Para ser sincera tenho de dizer que não me interessam muito as razões que levaram estes actores a estabelecer esse paralelo entre Júlio Dantas e Ricardo Pais. O que eu queria mesmo era um pretexto para falar do Dantas e sobretudo desmanchar aquele sorrisinho consensual, género "tão moderninho que eu sou!", que nasce quando o nome do dito Dantas é pronunciado.
Durante anos o que conheci de Júlio Dantas foi o que dele escreveu Almada Negreiros. Um trabalho sobre o primeiro filme sonoro português, A Severa, fez-me interessar pela figura do tão ridicularizado Dantas.

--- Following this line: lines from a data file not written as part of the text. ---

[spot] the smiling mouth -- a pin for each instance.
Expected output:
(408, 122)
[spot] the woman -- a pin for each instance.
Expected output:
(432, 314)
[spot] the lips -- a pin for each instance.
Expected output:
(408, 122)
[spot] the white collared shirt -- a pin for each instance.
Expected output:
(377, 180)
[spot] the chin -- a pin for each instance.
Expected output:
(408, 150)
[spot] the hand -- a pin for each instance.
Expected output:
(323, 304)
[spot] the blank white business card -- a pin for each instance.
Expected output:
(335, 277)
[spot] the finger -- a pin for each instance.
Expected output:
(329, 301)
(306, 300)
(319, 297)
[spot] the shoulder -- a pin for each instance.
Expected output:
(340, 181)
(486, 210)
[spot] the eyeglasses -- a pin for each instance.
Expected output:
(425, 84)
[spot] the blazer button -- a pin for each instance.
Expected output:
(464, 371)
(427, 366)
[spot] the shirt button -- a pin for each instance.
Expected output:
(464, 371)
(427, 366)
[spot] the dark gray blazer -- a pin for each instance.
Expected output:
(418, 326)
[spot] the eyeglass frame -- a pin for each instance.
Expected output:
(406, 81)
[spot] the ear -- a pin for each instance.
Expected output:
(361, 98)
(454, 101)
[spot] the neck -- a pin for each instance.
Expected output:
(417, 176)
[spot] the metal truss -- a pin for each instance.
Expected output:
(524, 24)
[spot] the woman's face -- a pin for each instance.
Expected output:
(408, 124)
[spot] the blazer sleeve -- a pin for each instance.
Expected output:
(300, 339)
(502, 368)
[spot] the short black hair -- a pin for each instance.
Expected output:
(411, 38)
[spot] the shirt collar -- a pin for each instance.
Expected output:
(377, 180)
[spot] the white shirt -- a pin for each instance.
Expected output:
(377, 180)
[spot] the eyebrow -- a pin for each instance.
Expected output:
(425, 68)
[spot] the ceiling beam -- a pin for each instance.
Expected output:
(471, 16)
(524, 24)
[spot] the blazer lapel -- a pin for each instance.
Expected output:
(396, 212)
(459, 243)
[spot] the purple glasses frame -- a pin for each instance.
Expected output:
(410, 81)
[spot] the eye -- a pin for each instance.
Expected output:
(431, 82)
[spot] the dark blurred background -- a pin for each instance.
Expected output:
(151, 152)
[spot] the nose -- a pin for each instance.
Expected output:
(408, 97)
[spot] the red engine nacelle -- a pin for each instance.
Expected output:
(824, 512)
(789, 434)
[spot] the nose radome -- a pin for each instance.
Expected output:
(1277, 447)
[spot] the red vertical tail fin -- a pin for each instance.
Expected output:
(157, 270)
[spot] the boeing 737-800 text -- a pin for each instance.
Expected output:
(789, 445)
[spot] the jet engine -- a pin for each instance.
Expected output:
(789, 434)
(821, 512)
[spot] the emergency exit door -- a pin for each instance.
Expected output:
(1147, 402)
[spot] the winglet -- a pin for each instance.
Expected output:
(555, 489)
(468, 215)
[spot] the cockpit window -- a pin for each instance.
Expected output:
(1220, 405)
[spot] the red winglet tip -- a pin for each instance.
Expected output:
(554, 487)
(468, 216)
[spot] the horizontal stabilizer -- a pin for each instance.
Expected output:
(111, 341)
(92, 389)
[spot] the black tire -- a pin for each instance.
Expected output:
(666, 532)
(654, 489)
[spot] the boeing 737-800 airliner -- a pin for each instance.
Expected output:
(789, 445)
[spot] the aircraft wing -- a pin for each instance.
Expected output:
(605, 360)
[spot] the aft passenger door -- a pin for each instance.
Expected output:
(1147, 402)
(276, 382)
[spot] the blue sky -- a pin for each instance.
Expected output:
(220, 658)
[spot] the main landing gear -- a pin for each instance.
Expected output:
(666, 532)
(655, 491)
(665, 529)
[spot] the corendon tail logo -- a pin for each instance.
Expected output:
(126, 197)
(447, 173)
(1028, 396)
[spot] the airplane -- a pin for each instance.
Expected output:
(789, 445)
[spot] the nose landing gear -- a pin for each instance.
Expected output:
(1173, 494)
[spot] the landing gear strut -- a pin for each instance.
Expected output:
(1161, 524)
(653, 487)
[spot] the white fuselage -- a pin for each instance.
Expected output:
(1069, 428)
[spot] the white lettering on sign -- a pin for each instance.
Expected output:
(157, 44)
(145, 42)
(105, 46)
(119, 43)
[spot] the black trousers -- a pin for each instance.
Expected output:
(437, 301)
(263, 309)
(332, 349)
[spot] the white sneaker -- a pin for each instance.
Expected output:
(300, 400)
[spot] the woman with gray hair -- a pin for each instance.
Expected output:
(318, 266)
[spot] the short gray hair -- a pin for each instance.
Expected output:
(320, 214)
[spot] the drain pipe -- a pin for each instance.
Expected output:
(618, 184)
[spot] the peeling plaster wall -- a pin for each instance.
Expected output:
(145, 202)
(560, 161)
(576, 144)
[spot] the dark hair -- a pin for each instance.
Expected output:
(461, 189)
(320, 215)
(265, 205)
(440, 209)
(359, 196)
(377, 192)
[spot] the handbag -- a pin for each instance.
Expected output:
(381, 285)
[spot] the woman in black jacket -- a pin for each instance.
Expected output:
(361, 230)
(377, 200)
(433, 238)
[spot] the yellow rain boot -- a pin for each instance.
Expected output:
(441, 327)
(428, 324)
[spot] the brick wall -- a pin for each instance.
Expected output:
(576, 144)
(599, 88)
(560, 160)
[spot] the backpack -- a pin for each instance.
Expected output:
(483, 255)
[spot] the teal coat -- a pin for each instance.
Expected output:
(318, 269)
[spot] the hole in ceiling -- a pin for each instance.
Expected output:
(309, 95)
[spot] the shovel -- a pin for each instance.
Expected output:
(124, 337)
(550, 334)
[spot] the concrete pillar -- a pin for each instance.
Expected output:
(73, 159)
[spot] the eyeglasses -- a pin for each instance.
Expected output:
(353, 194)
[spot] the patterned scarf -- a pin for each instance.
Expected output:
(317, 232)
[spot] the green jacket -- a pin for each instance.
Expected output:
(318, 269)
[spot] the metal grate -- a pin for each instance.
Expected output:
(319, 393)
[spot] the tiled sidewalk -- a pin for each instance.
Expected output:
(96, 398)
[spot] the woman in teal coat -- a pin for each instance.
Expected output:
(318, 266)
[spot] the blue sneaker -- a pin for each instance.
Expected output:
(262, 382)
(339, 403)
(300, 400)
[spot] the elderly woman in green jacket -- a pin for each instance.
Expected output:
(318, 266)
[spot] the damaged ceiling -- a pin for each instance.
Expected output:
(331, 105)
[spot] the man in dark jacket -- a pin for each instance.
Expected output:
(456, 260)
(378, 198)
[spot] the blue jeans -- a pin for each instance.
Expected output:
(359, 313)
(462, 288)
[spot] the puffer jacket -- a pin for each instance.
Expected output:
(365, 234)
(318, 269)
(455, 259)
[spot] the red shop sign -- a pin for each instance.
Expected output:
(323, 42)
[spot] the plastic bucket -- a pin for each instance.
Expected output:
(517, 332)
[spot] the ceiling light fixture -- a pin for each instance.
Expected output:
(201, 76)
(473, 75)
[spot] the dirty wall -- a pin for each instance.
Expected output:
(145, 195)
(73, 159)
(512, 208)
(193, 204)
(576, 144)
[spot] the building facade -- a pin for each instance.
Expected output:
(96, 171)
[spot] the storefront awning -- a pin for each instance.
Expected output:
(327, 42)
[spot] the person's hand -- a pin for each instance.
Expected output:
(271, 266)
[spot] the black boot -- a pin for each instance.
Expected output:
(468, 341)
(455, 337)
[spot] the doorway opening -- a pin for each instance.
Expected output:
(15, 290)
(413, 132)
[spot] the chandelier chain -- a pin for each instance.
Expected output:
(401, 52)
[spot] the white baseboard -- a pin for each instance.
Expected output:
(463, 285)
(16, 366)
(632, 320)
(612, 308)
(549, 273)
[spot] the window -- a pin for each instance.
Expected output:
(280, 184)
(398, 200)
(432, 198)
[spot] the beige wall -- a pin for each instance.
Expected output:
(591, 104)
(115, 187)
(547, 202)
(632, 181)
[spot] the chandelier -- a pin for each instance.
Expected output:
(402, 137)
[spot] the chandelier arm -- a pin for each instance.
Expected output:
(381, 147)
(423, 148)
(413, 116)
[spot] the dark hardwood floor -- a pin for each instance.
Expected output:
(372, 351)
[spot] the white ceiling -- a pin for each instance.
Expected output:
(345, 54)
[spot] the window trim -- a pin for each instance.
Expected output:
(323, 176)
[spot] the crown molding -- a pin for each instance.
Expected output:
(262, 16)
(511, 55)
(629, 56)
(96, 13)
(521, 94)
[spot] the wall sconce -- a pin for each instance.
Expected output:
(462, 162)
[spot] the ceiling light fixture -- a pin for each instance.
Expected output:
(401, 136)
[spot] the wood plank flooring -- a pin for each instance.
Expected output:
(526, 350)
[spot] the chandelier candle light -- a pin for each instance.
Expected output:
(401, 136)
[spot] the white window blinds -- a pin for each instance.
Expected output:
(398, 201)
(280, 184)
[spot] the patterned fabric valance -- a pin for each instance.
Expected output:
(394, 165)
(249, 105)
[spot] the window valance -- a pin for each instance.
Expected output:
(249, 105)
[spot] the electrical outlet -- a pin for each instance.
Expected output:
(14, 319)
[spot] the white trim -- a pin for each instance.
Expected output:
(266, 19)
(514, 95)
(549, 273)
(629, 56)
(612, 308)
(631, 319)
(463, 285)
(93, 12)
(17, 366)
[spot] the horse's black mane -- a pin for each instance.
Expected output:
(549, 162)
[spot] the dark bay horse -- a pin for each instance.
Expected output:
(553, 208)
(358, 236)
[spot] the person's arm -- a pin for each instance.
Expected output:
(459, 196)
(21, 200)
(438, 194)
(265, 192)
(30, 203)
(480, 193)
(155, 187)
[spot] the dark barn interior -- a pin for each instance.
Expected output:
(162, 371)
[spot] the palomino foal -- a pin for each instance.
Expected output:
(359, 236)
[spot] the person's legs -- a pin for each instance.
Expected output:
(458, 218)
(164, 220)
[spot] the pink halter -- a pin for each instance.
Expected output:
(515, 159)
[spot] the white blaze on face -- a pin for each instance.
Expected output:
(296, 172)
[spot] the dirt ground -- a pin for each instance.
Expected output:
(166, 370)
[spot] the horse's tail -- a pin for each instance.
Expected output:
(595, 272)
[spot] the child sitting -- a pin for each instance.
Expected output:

Não foram as excelentes letras dos fados que me levaram a considerar que talvez o Dantas não fosse apenas o boneco que dele fizera Almada. Foram sim umas cartas. Mais propriamente as cartas que escreveu a um preso de seu nome José Carlos Amador Rebelo. Até ao dia 6 de Fevereiro de 1931, Amador Rebelo era uma figura conhecida nesse meio cultural que anunciava ir revolucionar e organizar o cinema português em moldes modernos. O que o levara a esse mundo foi o seu talento não para o cinema mas sim para arranjar dinheiro. Quando Leitão de Barros avança para a realização do primeiro filme sonoro português, a Sociedade Universal de Super Filmes, produtora da fita, procura Amador Rebelo, que garante boa parte do capital de A Severa. Acontece que desgraçadamente o dinheiro não era de Amador Rebelo mas sim do BNU, onde Amador Rebelo tinha o invejado cargo de inspector-geral e de onde desviara o dinheiro para financiar A Severa. Às onze da noite do dia 6 de Fevereiro de 1931, João Ulrich, então director do BNU, entrou no Torel para apresentar queixa por desfalque contra Amador Rebelo. Desde esse momento a grande preocupação da gente moderna da cultura e do cinema foi desvincular-se desse homem a quem até há uns dias enviavam telegramas pedindo dinheiro para fazerem a sua obra: "A escola Alves Reis, em cuja árvore genealógica entronca José Amador Rebelo, seu jovem e aproveitado discípulo deve ser expropriada e arrasada" - lê-se na revista Cinéfilo escassos dias depois da denúncia do BNU.
Amador Rebelo seria preso e julgado. E é aí, na cadeia, que entra o nome de Júlio Dantas, pois, ao contrário de outros, fossem eles cineastas, escritores ou artistas muito mais modernos, revolucionários e tidos como menos oficiosos, Júlio Dantas não se esquece de Amador Rebelo e escreve-lhe para a cadeia procurando encorajá-lo.
Certamente efeminado e postiço como lhe chamou Almada, vaidoso e egocêntrico como o descreveu pitorescamente Marcelo Caetano, a verdade é que Júlio Dantas é também o intelectual que desempenhou com qualidade os cargos que teve e o homem que não fez de conta que não conhecia um amigo e que, nos anos 20, se opôs ao grupo moderníssimo de radicais que pretendia retirar duma livraria do Chiado exemplares das Canções de António Botto.
Júlio Dantas tem representado convenientemente o papel do intelectual em que literal e historicamente falando é moderno malhar mas a vida (e no caso de Júlio Dantas a própria morte) e a sua teia de compromissos, fraquezas, glórias e princípios é sempre bem mais complexa do que as certezas inscritas nas frases dramaticamente sonoras e frequentemente belas dos manifestos.